Question

Target genes of a transcription factor

0

Entering edit mode

5.5 years ago

kindisha_blue4 • 0

Hi, I'm sorry for my ignorance, but I'm still a student. How could I find the target genes of a specific transcription factor? I also need to evaluate if the regulated target genes are the same in two different conditions. Thank you so much for your help!

transcription factor target genes • 2.8k views

ADD COMMENT • link updated 5.5 years ago by jared.andrews07 ★ 19k • written 5.5 years ago by kindisha_blue4 • 0

2

Entering edit mode

Do not worry - many students know more about civility, life, and research than even Full Professors. Popular databases include:

It seems that you have already generated some data, though (?) - can you describe the data that you have produced.

ADD REPLY • link 5.5 years ago by Kevin Blighe 89k

0

Entering edit mode

I'm sorry, I'm afraid I didn't explain myself well. I have to design an experiment in order to identify the unknown target genes of a specific transcription factor. I've thought about ChIP-seq, but in that way I would identify the transcription factor binding sites, and I don´t know how to use that info to identify the target genes. Besides, I need to check if the regulated genes are the same in two different conditions. Thank you so much for your attention! You are both really helpful!

ADD REPLY • link 5.5 years ago by kindisha_blue4 • 0

1

Entering edit mode

No problem. You now have 2 comprehensive answers (see below)

ADD REPLY • link 5.5 years ago by Kevin Blighe 89k

5

Entering edit mode

5.5 years ago

Mensur Dlakic ★ 29k

Transcription factors (TFs) typically bind regulatory DNA elements upstream of a gene (promoters), and by doing so either prevent its transcription, or recruit other proteins that will increase the transcription. There are no simple rules as to what is or isn't a valid regulatory element, though in prokaryotes they tend to be palindromic. It is important to understand that TFs don't bind with absolute specificity, meaning that they are not looking only for one sequence and ignoring everything else. Instead, TFs have strict requirements only in some parts of their recognition elements, and are less stringent about the others. This is reflected in the sequence logo below that shows a compressed representation for a collection of binding sites recognized by LacI. When you align a large number of LacI target sites, a pattern emerges showing what positions within the element are (near-)perfectly conserved, and also what is the likelihood of the four nucleotides at any position.

For example, if you pick a tallest letter from each position in the logo above, you would end up with AATTGTGAGCCGCTCACAATT, which is likely to be a very good target for LacI. If you pick the shortest letter from each column, or even letters that are not there at all, say CCGGTACCAAACGGGTGCCGG, that would likely be a terrible target that LacI will ignore. You can read more about sequence logos or even make them here. By the way, the logo above to a trained eye is immediately palindromic and recognized by a dimeric TF, but eukaryotic TFs tend to bind as monomers and do not recognize palindromic elements.

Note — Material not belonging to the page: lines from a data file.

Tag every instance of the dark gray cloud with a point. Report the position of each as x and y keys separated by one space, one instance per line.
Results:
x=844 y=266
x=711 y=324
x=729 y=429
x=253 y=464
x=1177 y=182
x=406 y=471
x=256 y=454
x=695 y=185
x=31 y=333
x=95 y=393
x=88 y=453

Since there is a continuum of sequences recognized by TFs, one needs to know at least several genes that are recognized by it. From there, computers can identify over-represented DNA elements in promoters by motif sampling, which is how that LacI logo was created. There are databases of various TF recognition elements that Kevin pointed out to you, and their matrices can be used to scan any DNA sequence for matches in sliding window fashion. Motif matrices are probabilistic representation of the information displayed above in the sequence logo, and will give you a score reflecting how well a piece of DNA matches known or predicted binding preferences of a given TF.

ADD COMMENT • link 5.5 years ago by Mensur Dlakic ★ 29k

score 5 · Accepted Answer · 2020-02-02

To build upon Mensur's very informative answer, the ideal scenario would likely be to perform RNA-seq on both wild-type cells and cells with the TF of interest knocked out or otherwise repressed. This could be accomplished via a CRISPR-Cas9 mediated deletion of the TF's TSS/first exon or via RNA interference. The former is more full-proof than the latter, though the latter could work well (and is generally easier/quicker).

You could then compare gene expression between the two conditions (wild-type and KO) to identify the genes whose expression is altered - these would likely be direct or indirect target genes of your TF of interest. This could be coupled with ChIP-seq in the wild-type condition to identify regulatory elements where the TF binds directly (which provides evidence of direct targeting, rather than modulating expression of another transcriptional regulator that targets said gene).

Identifying true gene targets is challenging, and incorporating as much information as possible (like chromatin interactions/architecture via Hi-C/5C) can provide additional confidence in your predictions. Biology also plays a big role - if your TF binds almost exclusively at promoters, then the entire process is a lot less challenging. Conversely, if it binds more heavily at distal regulatory elements, finding true target genes can be very difficult, particularly in gene-rich regions.